Finding tribes: Detecting social ties from affiliation data
Affiliation networks are bipartite graphs describing the connections between two classes of entities, A and B. For example, the entities might be people (A) and the events they attend (B) or movie viewers (A) and the titles they rent (B). Often in such networks, it is reasonable to model a dependency structure among the B objects but to treat the A objects as conditionally independent given that structure. For instance, Tomb Raider and Indiana Jones are associated in that they often co-occur on people's rental lists, but people create their Netflix queues independently of each other. I'll present a case study in which, in contrast, we also looked for associations among the people: cases where people's choices of B objects were too similar to have arisen independently. This process revealed glimpses of their underlying social network within a data set collected for another purpose.
In the securities industry, fraud can be perpetuated by "tribes" of employees who collude at multiple jobs. Employees of the industry register their job histories and other information with the industry's regulatory body, FINRA. In collaboration with FINRA, we developed a family of algorithms to detect such tribes: small groups of individuals sharing unusual sequences of affiliations. We validated that these inferred social ties connected people who did appear to coordinate their job moves, and that they linked individuals with similar, and elevated, risk profiles for fraud.

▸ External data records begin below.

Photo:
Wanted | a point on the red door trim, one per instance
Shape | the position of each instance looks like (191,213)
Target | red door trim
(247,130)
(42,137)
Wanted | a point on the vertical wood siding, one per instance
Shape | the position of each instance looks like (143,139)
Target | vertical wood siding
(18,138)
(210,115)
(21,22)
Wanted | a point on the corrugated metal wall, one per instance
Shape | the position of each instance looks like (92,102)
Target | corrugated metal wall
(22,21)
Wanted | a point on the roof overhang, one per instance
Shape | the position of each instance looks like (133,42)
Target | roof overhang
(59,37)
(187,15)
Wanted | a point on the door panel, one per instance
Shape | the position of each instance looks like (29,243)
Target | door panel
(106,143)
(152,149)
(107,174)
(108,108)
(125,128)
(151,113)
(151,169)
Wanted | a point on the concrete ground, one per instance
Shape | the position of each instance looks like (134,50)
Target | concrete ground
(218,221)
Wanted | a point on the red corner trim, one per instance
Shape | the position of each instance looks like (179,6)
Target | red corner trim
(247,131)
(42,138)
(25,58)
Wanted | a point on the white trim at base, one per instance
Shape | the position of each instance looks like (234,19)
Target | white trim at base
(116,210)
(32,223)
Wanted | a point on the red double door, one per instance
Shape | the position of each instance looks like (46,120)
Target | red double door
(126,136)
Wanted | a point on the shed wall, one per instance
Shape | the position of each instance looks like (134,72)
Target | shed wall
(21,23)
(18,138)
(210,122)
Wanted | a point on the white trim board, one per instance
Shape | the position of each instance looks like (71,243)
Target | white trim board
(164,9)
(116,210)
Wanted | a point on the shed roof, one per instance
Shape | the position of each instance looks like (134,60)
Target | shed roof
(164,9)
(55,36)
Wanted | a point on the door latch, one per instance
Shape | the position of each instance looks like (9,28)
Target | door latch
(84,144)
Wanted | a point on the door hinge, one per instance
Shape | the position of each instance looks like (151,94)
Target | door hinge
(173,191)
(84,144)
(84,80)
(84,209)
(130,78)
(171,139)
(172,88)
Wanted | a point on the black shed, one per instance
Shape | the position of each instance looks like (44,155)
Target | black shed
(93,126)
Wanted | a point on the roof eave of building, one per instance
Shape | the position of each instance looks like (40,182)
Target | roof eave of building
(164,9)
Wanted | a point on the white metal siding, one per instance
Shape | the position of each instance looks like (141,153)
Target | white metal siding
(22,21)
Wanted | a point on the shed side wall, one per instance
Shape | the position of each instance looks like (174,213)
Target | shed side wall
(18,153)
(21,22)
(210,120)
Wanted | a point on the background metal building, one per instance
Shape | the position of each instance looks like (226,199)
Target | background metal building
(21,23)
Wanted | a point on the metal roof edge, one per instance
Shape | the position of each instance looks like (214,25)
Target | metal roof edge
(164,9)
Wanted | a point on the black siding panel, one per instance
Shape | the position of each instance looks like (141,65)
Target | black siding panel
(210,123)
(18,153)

bio: Lisa Friedland is a Ph.D. candidate at the University of Massachusetts Amherst, studying relational knowledge discovery with advisor David Jensen. She earned her B.A. and M.S. in Computer Science from Harvard (1998) and UMass (2006), respectively. In addition to fraud detection, she has worked on relational entity resolution for physics citation data and for Hollywood movies, on predicting protein-protein interactions in yeast, and most recently, on building a search engine for jokes.